MS (Multpl Skleroz) ve diyabetik nöropati hastası olan Mahalli gözaltına alındığı ilk gece sağlık sorunları nedeniyle Cerrahpaşa Hastanesi’ne kaldırıldı. İstanbul 9. Sulh Ceza Hâkimliği, Mahalli hakkındaki tutuklama kararında tedavi altında olması gerektiğini söyleyen MS hastası Mahalli’ye “ceza infaz kurumlarında doktorların mevcut olduğunu” belirtti.
Mahalli’nin gözaltına alınması için gerekçe gösterilen TCK’nin 301. maddesinde düzenlenen ve soruşturma açılabilmesi Adalet Bakanlığı’nın iznine tabi olan “Türk milletini, Cumhuriyetini alenen aşağılama” suçu ile ilgili de izin alınmadığı ortaya çıktı.
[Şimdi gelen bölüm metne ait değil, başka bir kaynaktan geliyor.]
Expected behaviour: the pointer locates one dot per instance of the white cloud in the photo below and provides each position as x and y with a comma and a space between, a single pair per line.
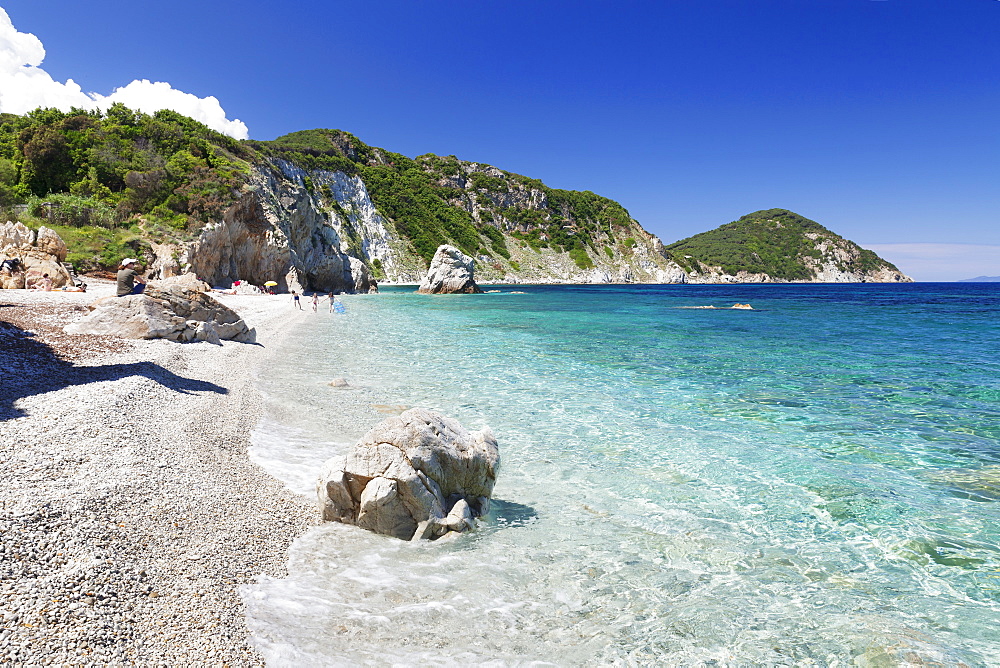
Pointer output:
25, 86
941, 262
Sağlık durumu gittikçe kötüleşen gazetecinin iddianamesi 20 Ocak 2017 tarihinde, İstanbul Cumhuriyet Başsavcılığı Terör ve Örgütlü Suçlar Bürosu savcılarından Can Tuncay tarafından tamamlandı ve 6. Asliye Ceza Mahkemesince kabul edildi. Savcı Tuncay, Mahalli’nin "Cumhurbaşkanına hakaret'' ve ''kurul halinde çalışan kamu görevlilerine görevinden dolayı hakaret'' suçlarından 1 yıl 4 aydan 7 yıl 4 aya kadar hapis cezasına çarptırılması talebinde bulundu.
Aynı gün, mahkeme, "tutuklulukta kaldığı süre, kaçma bulgularının olmaması, verilmesi muhtemel ceza miktarı, delillerin niteliği, değişme ihtimali ve mağdurların üzerinde baskı yapma girişiminde bulunmasının olanaksız olması" gerekçeleriyle Mahalli'nin tahliyesine hükmetti.
Davanın 1 Haziran 2017’de görülen ilk duruşmasına Mahalli’nin yanı sıra şikayetçi Cumhurbaşkanı Recep Tayyip Erdoğan'ın avukatı Ferah Yıldız da katıldı. Mahalli savunmasında, bir gazeteci olarak hükümet politikalarını eleştirme hakkının bulunduğunu söyledi.
Hüsnü Mahalli’nin bir sonraki duruşması 23 Kasım 2017’de görüldü. Duruşmada Mahalli beraatini talep ederken, Cumhurbaşkanı Erdoğan’ın avukatı Hatice Özay ise şikayetlerinin devam ettiğini belirterek, “Sanığın ifadelerinin, sert eleştiri sınırlarını aştığını düşünüyoruz. Bu nedenle cezalandırılmasını talep ediyoruz,” dedi. Mahkeme, dosya eksikliğinin giderilmesi için duruşmayı ileri bir tarihe erteledi.
Davanın 1 Mart 2018 günü görülen üçüncü duruşmasında İstanbul 6. Asliye Ceza Mahkemesi görevsizlik kararı verdi.
Duruşmaya, 7 yıl 4 aya kadar hapis istemiyle tutuksuz yargılanan Mahalli ve avukatları katıldı. Duruşmada savunma yapan Mahalli, “Ben gazetecilik faaliyeti kapsamında özellikle siyasetçilerin söylediklerini kaynak olarak alıyorum. Dolayısıyla yorumlarımı da bu söylenenlere dayandırıyorum. Bana yöneltilen suçlamaların hiçbiri ciddi nitelikte değildir,” diyerek beraatini talep etti.
Mahkeme, görevsizlik kararı vererek basın suçlarına bakan İstanbul 2. Asliye Ceza Mahkemesi’nin görevli olduğunu ifade etti.
Davanın 8 Kasım 2018 günü İstanbul 2. Asliye Ceza Mahkemesince görülen karar duruşmasında Mahalli, “Cumhurbaşkanına hakaret” ve “kurul halinde çalışan kamu görevlilerine görevlerinden dolayı hakaret” suçlamalarıyla toplam 4 yıl 2 ay hapis cezasına çarptırıldı.
Duruşmada ek savunma yapan Mahalli, “Cumhurbaşkanına hakaret etmedim. Her zaman sayın cumhurbaşkanı ifadesini kullanırım. Diktatör kelimesi de hakaret içeren bir kelime değildir. Uluslararası camiada tek kişide toplanan yetkiyle ilgili belirtilmiş bir tanımdır” şeklinde konuştu.
Duruşma sonunda hükmünü açıklayan mahkeme, Mahalli’ye, “kurul halinde çalışan kamu görevlilerine görevlerinden dolayı hakaret” suçundan 1 yıl 8 ay 25 gün hapis cezası verdi. Mahkeme Mahalli’nin sabıkasız oluşu ve bir daha suç işlemeyeceği yönünde kanaat oluşması nedeniyle hakkındaki hükmün açıklanmasının geri bırakılmasına ve 5 yıl süreyle denetime tabi tutulmasına hükmetti. Mahkeme Mahalli’yi “Cumhurbaşkanına hakaret” suçundan ise 2 yıl 5 ay 5 gün hapis cezasına çarptırdı.